S. m. (Botanique) grand arbre très-commun sur les bords de la mer, le long des côtes de la terre-ferme et des îles de l'Amérique situées entre les tropiques.

Les feuilles de cet arbre ont du rapport à celles du poirier ; il porte un fruit rond, peu charnu, rempli d'une substance osseuse et coriace ; ce fruit jaunit un peu en mûrissant, et ressemble beaucoup, à la couleur près, aux pommes d'api. L'odeur en est si suave et si appétissante, qu'on est vivement tenté d'en manger. C'est un des plus violents poisons de la nature ; sa causticité est telle, qu'elle occasionne en peu de temps des inflammations et des douleurs si vives, qu'il est impossible d'y résister.

Le remède le plus efficace pour ceux qui ont eu le malheur d'en manger, est de leur faire avaler beaucoup d'huîle chaude, pour les exciter à vomir. On leur fait prendre ensuite des choses adoucissantes, comme du lait ; mais quelques soins que l'on apporte, l'impression reste longtemps dans le corps, et le malade traine une vie languissante.

L'écorce et les feuilles du mancenillier renferment un suc laiteux, extrêmement blanc et fort épais ; il s'écoule à la moindre incision ; et s'il tombe sur la chair, il y produit l'effet de l'huîle bouillante. L'eau qui séjourne pendant quelques minutes sur les feuilles du mancenillier, contracte une qualité si malfaisante, que ceux qui ont l'imprudence de se réfugier sous ces arbres, lorsqu'il pleut, sont bientôt couverts de boussoles très-douloureuses, qui laissent des taches livides sur tous les endroits de la peau qui ont reçu des gouttes d'eau. Il est même dangereux de s'endormir à l'ombre des mancenilliers ; leur atmosphère est si venimeuse, qu'elle cause des maux de tête, des inflammations aux yeux, et des cuissons sur les lèvres.

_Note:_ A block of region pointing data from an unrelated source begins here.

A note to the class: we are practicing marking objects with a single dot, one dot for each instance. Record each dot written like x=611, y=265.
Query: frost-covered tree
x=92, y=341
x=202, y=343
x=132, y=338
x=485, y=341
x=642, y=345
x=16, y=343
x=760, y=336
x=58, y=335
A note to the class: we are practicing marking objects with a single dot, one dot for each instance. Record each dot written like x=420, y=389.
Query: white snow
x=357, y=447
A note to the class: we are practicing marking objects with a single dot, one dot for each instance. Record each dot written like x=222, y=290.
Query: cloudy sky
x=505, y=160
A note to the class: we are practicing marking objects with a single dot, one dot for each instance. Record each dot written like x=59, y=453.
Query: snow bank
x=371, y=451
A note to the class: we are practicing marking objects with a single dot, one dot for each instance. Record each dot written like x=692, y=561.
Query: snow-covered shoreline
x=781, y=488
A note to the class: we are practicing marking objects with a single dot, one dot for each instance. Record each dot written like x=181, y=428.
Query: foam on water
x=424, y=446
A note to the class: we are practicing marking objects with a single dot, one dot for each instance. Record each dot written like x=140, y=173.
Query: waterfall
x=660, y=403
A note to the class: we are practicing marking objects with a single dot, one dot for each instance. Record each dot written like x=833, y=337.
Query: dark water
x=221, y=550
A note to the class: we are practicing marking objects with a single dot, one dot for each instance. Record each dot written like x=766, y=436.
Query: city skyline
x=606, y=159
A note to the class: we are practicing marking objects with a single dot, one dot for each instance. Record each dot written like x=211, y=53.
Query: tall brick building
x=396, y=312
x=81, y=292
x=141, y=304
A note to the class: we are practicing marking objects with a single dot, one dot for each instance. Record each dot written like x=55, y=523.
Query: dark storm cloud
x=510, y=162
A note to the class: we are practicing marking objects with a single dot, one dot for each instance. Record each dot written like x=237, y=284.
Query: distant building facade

Le mancenillier sert à construire de très-beaux meubles ; c'est un des plus beaux bois de l'Amérique : il est dur, compacte, pesant, incorruptible, prenant très-bien le poli lorsqu'il est travaillé. Sa couleur est d'un gris clair, un peu jaunâtre, ondé et varié de nuances couleur d'olive tirant sur le noir. Ce bois est fort difficîle à employer, non-seulement par le danger auquel s'exposent ceux qui abattent les arbres, mais encore par la poussière dangereuse que peuvent respirer les ouvriers qui le scient et le mettent en œuvre, surtout lorsqu'il n'est pas bien sec.

Quand on veut abattre un mancenillier, on commence par allumer autour du pied un grand feu de bois sec : il faut en éviter la fumée, crainte d'en être incommodé ; et quand on juge que l'humidité est consumée, on peut y mettre la hache : malgré cette précaution, on a bien de la peine à se garantir des accidents. Plus de vingt travailleurs que j'employai à couper un grand nombre de ces arbres sur les côtes de l'île de la Grenade, à quelque distance du port, revinrent tous si maltraités de ce travail, que plusieurs d'entr'eux ne voyaient plus à se conduire, ayant les yeux couverts de croutes aussi épaisses que le doigt. Cette incommodité subsista plus de quinze jours, malgré les soins que l'on prit de les frotter avec des liniments adoucissants et dessicatifs.

On prétend que le lait de femme tout chaud, sortant des mamelles, est un souverain remède contre les inflammations des yeux causées par le suc du mancenillier. Ce suc sert aux sauvages pour empoisonner leurs flèches, dont les blessures deviennent presqu'incurables, si l'on n'est promptement secouru.

Le mancenillier, ou l'arbre de mancenilles, a été ainsi nommé par les Espagnols de la nouvelle Espagne, en latin mancanilla. Arbor toxica et lactea, fructu suavi pomi-formi, quo Indiani sagittas inficiunt. Voyez Surian.

Le père Plumier, minime, dans son livre des plantes d'Amérique, distingue trois espèces de mancenilliers ; mancanilla piri-facie, mancanilla aqui folii foliis, et mancanilla lauri foliis oblongis. M. LE ROMAIN.